Dichiarazione Integrativa per sanare errori e dimenticanze
29 maggio 2009
Può capitare che il contribuente si accorga, dopo la redazione del modello 730, di omissioni o errori riguardanti la dichiarazione stessa, errori che vanno ad incidere sul calcolo dell’imposta.
In tali casi deve pertanto ricorrere ad una Dichiarazione Integrativa, per sanare la sua posizione. Ma quale in particolare? In relazione al tipo di errore ed al nuovo risultato della dichiarazione è necessario predisporre un determinato modello. Vediamo i casi possibili:
- In caso di errore commesso dal Caf o Professionista abilitato, lo stesso produrrà un modello 730 Rettificativo, che andrà a sostituire il modello precedentemente redatto.

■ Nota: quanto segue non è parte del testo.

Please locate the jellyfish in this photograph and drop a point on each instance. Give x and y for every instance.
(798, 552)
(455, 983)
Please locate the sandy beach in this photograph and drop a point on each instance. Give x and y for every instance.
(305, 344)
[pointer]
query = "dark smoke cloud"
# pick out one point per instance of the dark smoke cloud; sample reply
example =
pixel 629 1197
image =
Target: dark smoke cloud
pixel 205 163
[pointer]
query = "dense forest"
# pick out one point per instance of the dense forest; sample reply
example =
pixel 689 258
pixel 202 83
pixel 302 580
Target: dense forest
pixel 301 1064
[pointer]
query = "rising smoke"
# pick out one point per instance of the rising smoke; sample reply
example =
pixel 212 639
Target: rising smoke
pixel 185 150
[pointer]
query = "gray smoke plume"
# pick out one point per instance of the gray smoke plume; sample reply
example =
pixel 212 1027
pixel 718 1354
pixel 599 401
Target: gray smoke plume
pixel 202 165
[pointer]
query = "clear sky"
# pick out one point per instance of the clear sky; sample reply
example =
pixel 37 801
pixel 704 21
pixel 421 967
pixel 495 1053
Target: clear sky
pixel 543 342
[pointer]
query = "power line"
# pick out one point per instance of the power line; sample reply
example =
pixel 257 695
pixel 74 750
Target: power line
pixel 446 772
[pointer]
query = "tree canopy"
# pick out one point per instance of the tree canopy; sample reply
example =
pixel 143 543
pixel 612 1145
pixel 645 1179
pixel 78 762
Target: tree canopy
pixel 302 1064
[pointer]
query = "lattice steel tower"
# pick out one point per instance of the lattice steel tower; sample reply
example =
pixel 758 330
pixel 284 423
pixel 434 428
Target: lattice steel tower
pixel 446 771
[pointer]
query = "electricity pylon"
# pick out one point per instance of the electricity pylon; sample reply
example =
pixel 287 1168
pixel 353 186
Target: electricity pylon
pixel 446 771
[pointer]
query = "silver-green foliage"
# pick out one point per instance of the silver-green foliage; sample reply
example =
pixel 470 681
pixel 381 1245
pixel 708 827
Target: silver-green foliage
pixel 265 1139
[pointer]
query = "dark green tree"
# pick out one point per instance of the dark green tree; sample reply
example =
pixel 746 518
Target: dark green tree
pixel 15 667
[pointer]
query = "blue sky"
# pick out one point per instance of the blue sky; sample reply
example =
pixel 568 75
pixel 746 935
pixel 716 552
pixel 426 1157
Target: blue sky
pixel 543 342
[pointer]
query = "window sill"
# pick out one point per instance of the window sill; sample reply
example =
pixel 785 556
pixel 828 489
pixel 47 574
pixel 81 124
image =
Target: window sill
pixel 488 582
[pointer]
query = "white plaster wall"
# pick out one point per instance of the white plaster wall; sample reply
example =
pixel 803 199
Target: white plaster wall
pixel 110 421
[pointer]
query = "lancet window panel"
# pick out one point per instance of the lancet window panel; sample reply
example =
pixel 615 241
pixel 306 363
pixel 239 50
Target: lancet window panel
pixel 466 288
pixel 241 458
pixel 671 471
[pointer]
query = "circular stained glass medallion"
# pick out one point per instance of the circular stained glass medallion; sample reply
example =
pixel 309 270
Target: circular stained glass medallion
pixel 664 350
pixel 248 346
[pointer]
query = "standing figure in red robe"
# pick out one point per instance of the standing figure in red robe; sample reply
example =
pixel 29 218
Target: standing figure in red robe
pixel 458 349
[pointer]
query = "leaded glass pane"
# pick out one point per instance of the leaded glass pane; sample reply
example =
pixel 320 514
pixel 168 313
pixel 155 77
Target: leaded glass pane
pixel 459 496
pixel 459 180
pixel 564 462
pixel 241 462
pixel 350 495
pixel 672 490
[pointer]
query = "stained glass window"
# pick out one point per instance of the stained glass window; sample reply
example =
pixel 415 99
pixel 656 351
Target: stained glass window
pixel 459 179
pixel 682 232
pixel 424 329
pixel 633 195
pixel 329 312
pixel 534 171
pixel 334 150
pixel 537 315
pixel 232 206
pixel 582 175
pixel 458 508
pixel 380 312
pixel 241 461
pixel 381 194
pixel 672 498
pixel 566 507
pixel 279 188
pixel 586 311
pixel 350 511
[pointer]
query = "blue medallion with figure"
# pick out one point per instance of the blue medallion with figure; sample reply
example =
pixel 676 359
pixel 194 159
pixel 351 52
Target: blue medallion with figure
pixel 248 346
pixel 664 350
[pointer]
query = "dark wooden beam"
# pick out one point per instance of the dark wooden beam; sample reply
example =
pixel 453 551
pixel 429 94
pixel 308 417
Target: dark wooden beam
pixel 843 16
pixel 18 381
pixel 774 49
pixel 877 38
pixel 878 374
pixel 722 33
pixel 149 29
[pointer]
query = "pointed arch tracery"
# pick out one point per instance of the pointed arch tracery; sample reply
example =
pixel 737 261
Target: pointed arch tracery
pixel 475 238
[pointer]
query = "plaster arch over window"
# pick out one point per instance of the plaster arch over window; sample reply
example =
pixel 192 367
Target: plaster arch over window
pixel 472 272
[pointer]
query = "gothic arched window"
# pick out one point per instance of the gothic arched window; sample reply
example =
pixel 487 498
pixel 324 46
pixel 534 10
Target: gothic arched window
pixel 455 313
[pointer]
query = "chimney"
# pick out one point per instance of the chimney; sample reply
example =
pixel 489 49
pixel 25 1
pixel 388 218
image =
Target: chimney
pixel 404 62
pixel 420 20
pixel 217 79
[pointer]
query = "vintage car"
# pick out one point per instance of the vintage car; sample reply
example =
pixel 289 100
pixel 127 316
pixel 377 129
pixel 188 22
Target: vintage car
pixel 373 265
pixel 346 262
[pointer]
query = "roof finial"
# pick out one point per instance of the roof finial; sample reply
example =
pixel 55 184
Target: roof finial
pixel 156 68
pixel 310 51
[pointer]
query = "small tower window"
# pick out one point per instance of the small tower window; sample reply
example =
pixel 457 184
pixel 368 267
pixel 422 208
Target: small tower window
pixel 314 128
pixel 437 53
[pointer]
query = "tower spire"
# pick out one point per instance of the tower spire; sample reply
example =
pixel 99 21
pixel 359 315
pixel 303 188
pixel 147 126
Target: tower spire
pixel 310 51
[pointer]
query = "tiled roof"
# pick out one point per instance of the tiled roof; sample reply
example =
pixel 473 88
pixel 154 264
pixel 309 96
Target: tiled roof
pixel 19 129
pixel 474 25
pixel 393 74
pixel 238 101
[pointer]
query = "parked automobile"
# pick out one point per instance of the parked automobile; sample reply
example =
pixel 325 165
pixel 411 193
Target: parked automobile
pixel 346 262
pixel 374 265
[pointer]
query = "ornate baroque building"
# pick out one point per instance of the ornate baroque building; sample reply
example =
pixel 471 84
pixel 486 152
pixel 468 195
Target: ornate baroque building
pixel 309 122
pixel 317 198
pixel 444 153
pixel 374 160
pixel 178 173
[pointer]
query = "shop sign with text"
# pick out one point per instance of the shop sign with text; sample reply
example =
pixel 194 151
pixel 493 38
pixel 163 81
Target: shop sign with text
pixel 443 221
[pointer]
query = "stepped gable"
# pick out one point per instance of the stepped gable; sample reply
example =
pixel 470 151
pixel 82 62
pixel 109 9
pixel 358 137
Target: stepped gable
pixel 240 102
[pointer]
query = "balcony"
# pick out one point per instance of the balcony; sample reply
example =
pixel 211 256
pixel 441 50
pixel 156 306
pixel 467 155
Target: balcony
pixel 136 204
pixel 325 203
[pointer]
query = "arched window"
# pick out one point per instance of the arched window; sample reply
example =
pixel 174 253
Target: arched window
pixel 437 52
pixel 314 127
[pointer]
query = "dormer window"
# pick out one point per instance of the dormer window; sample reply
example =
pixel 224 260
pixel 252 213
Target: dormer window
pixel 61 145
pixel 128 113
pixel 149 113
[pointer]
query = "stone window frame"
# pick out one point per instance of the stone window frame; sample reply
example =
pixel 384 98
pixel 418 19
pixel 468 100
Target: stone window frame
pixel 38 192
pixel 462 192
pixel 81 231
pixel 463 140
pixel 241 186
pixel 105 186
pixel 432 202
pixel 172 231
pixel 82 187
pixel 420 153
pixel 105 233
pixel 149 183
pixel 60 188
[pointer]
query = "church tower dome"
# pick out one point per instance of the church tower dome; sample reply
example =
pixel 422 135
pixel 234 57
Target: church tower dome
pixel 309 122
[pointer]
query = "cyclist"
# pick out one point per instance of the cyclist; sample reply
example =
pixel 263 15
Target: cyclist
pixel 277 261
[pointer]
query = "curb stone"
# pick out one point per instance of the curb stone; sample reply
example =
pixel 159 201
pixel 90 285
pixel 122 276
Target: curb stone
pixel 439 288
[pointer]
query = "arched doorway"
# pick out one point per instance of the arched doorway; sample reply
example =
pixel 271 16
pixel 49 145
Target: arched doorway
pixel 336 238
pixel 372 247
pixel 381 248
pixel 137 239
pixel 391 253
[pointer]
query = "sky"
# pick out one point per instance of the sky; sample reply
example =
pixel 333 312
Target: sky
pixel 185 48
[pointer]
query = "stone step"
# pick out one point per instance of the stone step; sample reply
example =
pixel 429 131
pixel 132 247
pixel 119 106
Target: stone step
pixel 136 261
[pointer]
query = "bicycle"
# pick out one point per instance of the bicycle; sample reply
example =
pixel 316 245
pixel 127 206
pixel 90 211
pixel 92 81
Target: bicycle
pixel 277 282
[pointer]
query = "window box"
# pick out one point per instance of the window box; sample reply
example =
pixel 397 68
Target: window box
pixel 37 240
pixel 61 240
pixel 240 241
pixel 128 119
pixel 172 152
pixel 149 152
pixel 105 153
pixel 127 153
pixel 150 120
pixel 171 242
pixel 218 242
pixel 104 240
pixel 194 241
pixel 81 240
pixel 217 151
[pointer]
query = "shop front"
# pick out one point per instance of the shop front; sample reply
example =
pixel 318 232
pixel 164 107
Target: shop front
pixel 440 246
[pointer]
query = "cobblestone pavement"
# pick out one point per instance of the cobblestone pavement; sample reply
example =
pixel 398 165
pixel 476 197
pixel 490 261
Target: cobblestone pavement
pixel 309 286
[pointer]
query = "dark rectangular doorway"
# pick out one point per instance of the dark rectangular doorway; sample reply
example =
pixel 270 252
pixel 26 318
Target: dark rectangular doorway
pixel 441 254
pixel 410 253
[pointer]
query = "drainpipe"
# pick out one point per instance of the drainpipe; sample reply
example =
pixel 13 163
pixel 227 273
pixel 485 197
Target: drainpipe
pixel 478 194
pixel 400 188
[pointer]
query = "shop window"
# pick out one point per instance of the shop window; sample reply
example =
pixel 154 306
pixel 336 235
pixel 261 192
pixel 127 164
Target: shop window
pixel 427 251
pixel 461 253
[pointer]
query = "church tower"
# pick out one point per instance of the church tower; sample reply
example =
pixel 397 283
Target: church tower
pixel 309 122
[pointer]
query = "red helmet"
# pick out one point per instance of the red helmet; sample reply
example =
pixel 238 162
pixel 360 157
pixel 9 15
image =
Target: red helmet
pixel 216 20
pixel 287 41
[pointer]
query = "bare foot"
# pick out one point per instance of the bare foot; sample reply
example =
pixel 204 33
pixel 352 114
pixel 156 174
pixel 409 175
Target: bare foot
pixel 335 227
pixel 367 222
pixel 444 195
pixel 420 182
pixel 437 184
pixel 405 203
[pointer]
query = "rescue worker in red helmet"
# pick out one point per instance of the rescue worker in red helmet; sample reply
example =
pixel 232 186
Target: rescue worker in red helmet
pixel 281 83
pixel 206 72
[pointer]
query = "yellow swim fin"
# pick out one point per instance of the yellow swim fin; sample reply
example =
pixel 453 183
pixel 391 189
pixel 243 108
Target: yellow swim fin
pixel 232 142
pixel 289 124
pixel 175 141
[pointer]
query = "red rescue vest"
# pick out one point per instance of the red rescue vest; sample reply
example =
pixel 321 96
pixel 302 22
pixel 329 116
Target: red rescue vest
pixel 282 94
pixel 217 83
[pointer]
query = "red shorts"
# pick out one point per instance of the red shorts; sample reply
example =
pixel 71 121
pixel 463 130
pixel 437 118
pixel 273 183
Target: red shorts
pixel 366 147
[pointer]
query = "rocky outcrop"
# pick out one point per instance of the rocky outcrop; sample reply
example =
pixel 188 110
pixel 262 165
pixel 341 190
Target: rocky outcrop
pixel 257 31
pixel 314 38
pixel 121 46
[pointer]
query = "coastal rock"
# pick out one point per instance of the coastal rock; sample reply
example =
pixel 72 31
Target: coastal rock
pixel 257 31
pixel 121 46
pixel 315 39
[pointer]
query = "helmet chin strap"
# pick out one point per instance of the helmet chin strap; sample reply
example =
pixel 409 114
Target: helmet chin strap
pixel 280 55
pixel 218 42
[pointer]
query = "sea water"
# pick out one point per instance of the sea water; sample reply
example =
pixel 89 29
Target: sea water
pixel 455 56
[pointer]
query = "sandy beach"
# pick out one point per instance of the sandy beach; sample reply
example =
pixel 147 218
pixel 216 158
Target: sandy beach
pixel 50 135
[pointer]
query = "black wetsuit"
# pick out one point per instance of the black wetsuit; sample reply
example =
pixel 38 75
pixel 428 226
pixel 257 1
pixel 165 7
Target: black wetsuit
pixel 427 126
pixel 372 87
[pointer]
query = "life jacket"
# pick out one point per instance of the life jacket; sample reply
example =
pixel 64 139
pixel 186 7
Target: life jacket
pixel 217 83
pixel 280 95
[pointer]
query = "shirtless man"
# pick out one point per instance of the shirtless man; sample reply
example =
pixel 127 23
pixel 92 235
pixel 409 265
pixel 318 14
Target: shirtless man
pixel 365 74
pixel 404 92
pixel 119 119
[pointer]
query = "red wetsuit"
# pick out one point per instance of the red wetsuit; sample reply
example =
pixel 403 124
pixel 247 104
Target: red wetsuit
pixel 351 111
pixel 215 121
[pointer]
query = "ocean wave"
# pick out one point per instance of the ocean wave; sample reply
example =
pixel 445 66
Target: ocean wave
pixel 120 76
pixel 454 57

- In caso di errore commesso dal Contribuente, che genera un Maggior Credito oppure un Minor Debito (es: dimenticanza di oneri detrabili o deducibili), si presenterà un modello 730 Integrativo. La scadenza per detta presentazione è il 25 ottobre 2009. Attenzione: non è però ammesso ricorrere al modello 730 integrativo quando anche una imposta soltanto risulti a debito.
- In caso di errore commesso dal Contribuente, che genera un Minor Credito oppure un Maggior Debito (es: dimenticanza di redditi di varia natura, errata indicazione di familiari a carico), si presenterà il modello Unico 2009 Correttivo o Integrativo, con eventuale ravvedimento operoso per il pagamento degli importi dovuti.